Rocket-Boosted Orbital SR-71 Derivative

Lee,

Thanks! Just curious... if the Blackbird was constructed out of Beta Titanium that could take 1,000 to 1,200 C max... isn't that pretty close to the re-entry temps for the space-shuttle?

While the metal wouldn't likely reach incandescence at those temperatures... wouldn't the air itself glow like the fireball around the shuttle when it re-enters the atmosphere?

What factors would other than aircraft temp cause the air around a plane to glow or not glow?


KJ
 
KJ, quoted: "...if the Blackbird was constructed out of Beta Titanium that could take 1,000 to 1,200 C max... isn't that pretty close to the re-entry temps for the space-shuttle? "

I was looking at the 'official' picture of the Blackbird that showed "550-600 deg" over most of the plance except the afterburner, which was '1100'. A static test stand picture of the J58 had the afterburner glowing cherry-red to pink. Really.




KJ: "While the metal wouldn't likely reach incandescence at those temperatures... wouldn't the air itself glow like the fireball around the shuttle when it re-enters the atmosphere?"

3,600 deg F. is more like it---at the maximum. That why the nose and TPS is ablative. The Shuttle is a lot hotter.




KJ: "...What factors would other than aircraft temp cause the air around a plane to glow or not glow?"

Static electricity in a thunderstorm? Radio transcieving is a real bear while something like this go going on. Reentry heat will do the same thing.
 
KJ_Lesnick said:
So part of the glowing is the ablation process?

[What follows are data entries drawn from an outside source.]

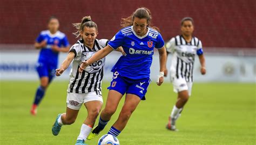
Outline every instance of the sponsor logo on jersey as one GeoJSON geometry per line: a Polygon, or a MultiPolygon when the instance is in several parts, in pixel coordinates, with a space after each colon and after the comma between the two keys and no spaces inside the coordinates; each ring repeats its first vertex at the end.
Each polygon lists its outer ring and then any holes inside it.
{"type": "Polygon", "coordinates": [[[134,48],[130,48],[129,49],[129,53],[130,54],[147,54],[151,55],[153,54],[153,50],[135,50],[134,48]]]}
{"type": "Polygon", "coordinates": [[[157,36],[158,35],[158,34],[153,34],[152,33],[149,33],[149,35],[152,38],[157,38],[157,36]]]}
{"type": "Polygon", "coordinates": [[[114,41],[115,39],[116,39],[116,36],[114,36],[114,37],[111,39],[111,40],[110,40],[110,41],[114,41]]]}
{"type": "Polygon", "coordinates": [[[143,87],[140,86],[139,86],[139,85],[136,85],[136,88],[139,88],[139,89],[140,89],[143,90],[143,91],[145,90],[145,89],[144,89],[143,87]]]}
{"type": "Polygon", "coordinates": [[[153,41],[147,41],[147,46],[151,48],[153,46],[153,41]]]}
{"type": "Polygon", "coordinates": [[[134,41],[132,41],[132,42],[131,43],[131,45],[132,46],[134,46],[135,45],[135,42],[134,41]]]}
{"type": "Polygon", "coordinates": [[[132,32],[129,32],[128,33],[124,34],[124,35],[126,35],[126,36],[130,36],[130,35],[132,35],[132,32]]]}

No. Ablation would cool the system, and thus reduce incandescence. The glow is created simply by the compression of the atmosphere so that it's temperature rises* to where it is hot enough to glow. Some portion of the heat generated by the compression is transferred to the vehicle by convection and conduction; obviously, half of the radiant energy is radiated onto the vehicle, which absorbs some, reflects some, and retransmits some.

*Usual dreary example: bicycle tire pump. Rapidly compress the air within, and it gets hotter.
 
Mission Control at Houston also has a problem communicating with distant probes while the spacecraft are using ion thrusters and the like. They were actually ionizing cesium or mercury, though.

I've always thought reentry heat did the same thing to radio reception of spacecraft like Gemini, etc.
 
Lee said:
Mission Control at Houston also has a problem communicating with distant probes while the spacecraft are using ion thrusters and the like. They were actually ionizing cesium or mercury, though.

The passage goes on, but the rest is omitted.